Stoneback also has advice for people who find themselves struggling with a way to finish their essay. 

“If you are writing about a particular quality you embody, end your essay with a few sentences about how you are going to bring that attribute with you as you enter your adult life and embark on your college career. Why would this college want someone like you, with your traits and characteristics, on their campus? I always tell students to show colleges what they are going to bring to that campus.”

Submitting required documents 

Test policy for specific colleges can be found on the Common App website under the “College Information”  tab.

Some colleges require standardized test scores from the SAT or ACT while other colleges will not consider test scores, and still others allow for optional submission.  Certain colleges allow the applicants to self-report, while others require official documents sent from the Collegeboard or ACT websites. Be sure to check the requirements of the college.

Most if not all colleges also require a student’s high school transcript to be sent to them. Some colleges will allow self-reported transcripts to be submitted until the student has been admitted.

Current Plymouth-Canton Educational Park students can order transcripts free of cost at Parchment.com. Colleges will often require letters of recommendation, also occasionally called evaluations, from teachers or other extracurricular activity leaders.

Coursera offers advice on how to ask a teacher or other recommender for a letter of recommendation. 

According to Coursera, students should ask evaluators for letters of recommendation early on as evaluators could become overwhelmed with requests as the application deadline approaches. 

Students using the Common App to apply to colleges need to have their counselor send recommendations to the Common App website. This can be done on the website itself. 

A student’s assigned high school counselor will only be able to offer a recommendation after an official transcript has been submitted and received by the target school, so creating a Parchment account and ordering transcripts to be sent is crucial. Transcripts will also need to be sent to the Common App itself, which requires a Common App account. If a transcript is not sent to Common App, counselors cannot submit their recommendations. 

Transcripts are crucial as, according to Academic Approach, schools will use a candidate’s grade point average (GPA), the rigor of high school coursework and in many instances, class ranks or percentile to determine where a candidate stands academically. 
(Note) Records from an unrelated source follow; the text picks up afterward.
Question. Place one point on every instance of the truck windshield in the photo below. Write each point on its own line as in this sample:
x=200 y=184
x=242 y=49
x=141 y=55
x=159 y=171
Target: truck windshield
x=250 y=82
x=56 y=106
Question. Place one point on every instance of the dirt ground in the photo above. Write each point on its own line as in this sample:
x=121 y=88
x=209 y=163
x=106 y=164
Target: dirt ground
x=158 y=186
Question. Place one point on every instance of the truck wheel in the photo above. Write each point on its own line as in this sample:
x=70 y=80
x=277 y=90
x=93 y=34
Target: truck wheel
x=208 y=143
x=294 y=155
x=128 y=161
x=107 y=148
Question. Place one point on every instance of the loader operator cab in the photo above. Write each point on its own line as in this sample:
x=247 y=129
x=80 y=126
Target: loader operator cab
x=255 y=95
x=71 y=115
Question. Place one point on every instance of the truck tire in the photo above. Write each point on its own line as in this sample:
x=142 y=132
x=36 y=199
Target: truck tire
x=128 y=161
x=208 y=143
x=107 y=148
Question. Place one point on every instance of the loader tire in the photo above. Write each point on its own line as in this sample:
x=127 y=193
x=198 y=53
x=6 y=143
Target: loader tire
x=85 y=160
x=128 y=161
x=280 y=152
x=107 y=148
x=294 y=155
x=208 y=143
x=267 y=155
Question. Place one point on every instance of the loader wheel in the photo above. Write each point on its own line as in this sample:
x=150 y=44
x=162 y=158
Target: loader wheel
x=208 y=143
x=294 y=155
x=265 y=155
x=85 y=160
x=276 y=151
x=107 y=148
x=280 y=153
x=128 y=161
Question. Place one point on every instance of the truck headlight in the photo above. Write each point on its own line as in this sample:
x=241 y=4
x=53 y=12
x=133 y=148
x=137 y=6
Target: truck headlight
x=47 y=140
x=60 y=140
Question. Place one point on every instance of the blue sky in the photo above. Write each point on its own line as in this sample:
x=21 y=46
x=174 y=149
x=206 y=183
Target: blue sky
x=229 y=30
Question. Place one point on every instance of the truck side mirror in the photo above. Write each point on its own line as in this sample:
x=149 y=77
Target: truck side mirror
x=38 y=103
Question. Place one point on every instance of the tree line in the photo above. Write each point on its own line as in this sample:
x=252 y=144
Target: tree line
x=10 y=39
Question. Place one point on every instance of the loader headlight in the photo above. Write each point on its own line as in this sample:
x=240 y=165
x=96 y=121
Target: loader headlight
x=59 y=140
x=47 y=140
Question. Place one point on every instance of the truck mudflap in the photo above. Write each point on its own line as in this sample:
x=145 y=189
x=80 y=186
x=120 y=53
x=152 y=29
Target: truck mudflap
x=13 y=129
It is a common concern amongst students that their GPA is not high enough to get into college. While it is important to look at the average GPA of those who are admitted into target schools, it is just as important to not be deterred by those numbers and to still apply regardless. A strong Common App essay and varied extracurriculars may still allow a student to be admitted, despite a below average academic record. 

Students should always create an account for the application portal of any school they applied to to ensure they receive the most up to date information on their application status and any missing required documents. 

The application portal for an individual school may reflect that certain documents are missing when the Common App website does not, so checking the portal is crucial to making your application complete and on time.

Some colleges do not have admission fees, and offer free applications. For a national list of colleges with free applications, students can consult Niche.com

If all of this seems like too much to complete within the next fourteen days, don’t worry. Some colleges offer deadlines after Nov. 1 for students who wish to start during the summer or spring of 2023, and some colleges offer rolling admissions, a process in which the college accepts or rejects applications multiple times throughout the year.

Regular decision admissions generally begin in January or February for most colleges, with results coming out in March or April. Final decisions, along with a deposit, are generally required by May 1, giving students plenty of time to make a decision about this crucial step in their lives.